マイクロソフトのテクノロジーを中心に据えて、アクセンチュアのコンサルティング能力を活かしたい
これまでのキャリアについてお聞かせください。
大学を卒業後、団体系保険会社でIT担当としてキャリアをスタートしました。その後、外資系商社のIT担当を経て、1998年にアクセンチュアに入社しました。2002年に、アクセンチュアから新しくSIとものづくりに特化した、アクセンチュア・テクノロジー・ソリューションズという会社が立ち上がり、そのトップとしてビジネスを軌道に乗せたあと、ITから離れてBPO(ビジネスプロセス・アウトソーシング)事業を担当しました。様々な経験をさせていただきましたが、50歳を超え、今後はITの分野で自身のキャリアを活かし、培ってきたことを還元していきたいと思い、フューチャーアーキテクト社へ移りました。その後、アバナード前社長の石川敬氏から後継者としてお誘いを受け、非常に面白そうだと考え、お受けすることにしました。
アバナードのどのような点にもっとも可能性があり、面白そうだと感じられたのでしょうか。
アバナードはアクセンチュアとマイクロソフト(以下MS)の出資による戦略合弁企業として設立され、ソリューションの軸にMSテクノロジーを据えてサービスを提供しています。現在、多くのコンピュータ・ソフトウェア会社が、多様なソリューションを提供していますが、正直「圧倒的に優れたソリューション」というものはなかなかありません。

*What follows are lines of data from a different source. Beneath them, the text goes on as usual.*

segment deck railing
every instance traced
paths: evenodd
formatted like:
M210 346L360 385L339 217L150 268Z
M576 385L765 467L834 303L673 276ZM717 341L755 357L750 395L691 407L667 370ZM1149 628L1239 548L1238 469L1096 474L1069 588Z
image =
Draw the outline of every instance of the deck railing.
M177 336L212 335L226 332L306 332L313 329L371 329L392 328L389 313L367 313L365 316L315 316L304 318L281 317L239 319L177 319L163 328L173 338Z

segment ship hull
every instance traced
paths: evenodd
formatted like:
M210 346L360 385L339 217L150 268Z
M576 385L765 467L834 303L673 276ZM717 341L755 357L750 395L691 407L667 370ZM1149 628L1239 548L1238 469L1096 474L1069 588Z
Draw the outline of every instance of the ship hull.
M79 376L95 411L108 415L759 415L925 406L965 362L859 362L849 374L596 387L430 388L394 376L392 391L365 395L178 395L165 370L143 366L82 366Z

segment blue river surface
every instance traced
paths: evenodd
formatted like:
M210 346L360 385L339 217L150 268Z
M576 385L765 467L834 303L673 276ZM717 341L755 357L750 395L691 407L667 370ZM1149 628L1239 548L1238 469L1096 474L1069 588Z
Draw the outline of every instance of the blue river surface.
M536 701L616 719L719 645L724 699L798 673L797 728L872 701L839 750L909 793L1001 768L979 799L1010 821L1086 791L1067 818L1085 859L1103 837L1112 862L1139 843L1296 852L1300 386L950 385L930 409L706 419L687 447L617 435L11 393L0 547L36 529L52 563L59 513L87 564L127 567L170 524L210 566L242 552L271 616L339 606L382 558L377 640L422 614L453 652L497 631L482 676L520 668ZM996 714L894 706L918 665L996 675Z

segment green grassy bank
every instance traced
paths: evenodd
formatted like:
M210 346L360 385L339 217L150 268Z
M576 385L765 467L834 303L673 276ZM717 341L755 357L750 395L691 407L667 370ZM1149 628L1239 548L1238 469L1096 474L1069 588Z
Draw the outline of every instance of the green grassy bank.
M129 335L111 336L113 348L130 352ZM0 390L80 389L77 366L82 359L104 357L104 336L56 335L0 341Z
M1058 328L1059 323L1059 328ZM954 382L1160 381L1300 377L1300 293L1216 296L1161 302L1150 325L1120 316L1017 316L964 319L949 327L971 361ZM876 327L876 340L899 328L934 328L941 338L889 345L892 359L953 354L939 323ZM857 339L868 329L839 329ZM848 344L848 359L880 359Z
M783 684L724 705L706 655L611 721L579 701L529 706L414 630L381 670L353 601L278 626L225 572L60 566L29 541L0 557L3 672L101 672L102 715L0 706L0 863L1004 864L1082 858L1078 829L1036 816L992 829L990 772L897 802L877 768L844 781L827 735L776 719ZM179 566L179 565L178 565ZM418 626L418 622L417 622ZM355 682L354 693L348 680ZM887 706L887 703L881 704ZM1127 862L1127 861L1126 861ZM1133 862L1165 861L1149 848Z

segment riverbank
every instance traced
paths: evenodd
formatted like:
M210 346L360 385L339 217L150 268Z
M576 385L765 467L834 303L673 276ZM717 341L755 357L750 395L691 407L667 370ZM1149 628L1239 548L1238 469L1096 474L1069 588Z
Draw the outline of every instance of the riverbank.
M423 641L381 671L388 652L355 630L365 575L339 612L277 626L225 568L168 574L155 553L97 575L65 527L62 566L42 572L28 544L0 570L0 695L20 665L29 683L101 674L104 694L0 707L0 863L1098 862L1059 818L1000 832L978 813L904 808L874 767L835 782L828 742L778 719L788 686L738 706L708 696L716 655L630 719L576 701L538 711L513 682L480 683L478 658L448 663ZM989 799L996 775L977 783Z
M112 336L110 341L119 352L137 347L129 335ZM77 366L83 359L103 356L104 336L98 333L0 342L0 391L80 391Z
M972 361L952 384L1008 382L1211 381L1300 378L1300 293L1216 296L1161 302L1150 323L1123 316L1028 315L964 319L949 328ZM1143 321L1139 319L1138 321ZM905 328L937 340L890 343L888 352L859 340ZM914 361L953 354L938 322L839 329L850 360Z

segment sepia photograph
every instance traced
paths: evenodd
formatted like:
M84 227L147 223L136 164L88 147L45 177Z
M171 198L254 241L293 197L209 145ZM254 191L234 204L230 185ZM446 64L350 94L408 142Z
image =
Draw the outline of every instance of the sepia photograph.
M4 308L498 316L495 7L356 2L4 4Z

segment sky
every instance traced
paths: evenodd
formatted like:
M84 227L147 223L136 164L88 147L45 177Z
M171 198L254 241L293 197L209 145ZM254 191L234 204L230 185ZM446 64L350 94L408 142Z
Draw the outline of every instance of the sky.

例えば非常に優れたソフトが開発されたとしても、その良いところを真似る形で、他社もどんどん追いつき、追い越していきます。そうすると、よっぽど尖ったものがないと突出することはできない。そんな状況でMSは、世界最大という規模と実績によって、「ダントツではないが、正解に近い存在」と位置づけられます。様々なソフトが存在するなかで、何を使えばいいのか、と悩まれるお客様がいらっしゃったら、MSで間違いはないですよ、と確信を持っておすすめできる存在なのです。我々はMS製品に特化することで、「どこのソフトを導入すればいいのか」という議論に時間を割くことなく、ビジネスの方向性や具体的な問題解決方法という本来のニーズであるビジネスソリューションの“中身”の話にすぐに転換できるのです。これは、MSがコンピュータ・ソフトウェア業界で、一定の優位性を保っているからであり、我々アバナードにとって非常に大きな強みと言えます。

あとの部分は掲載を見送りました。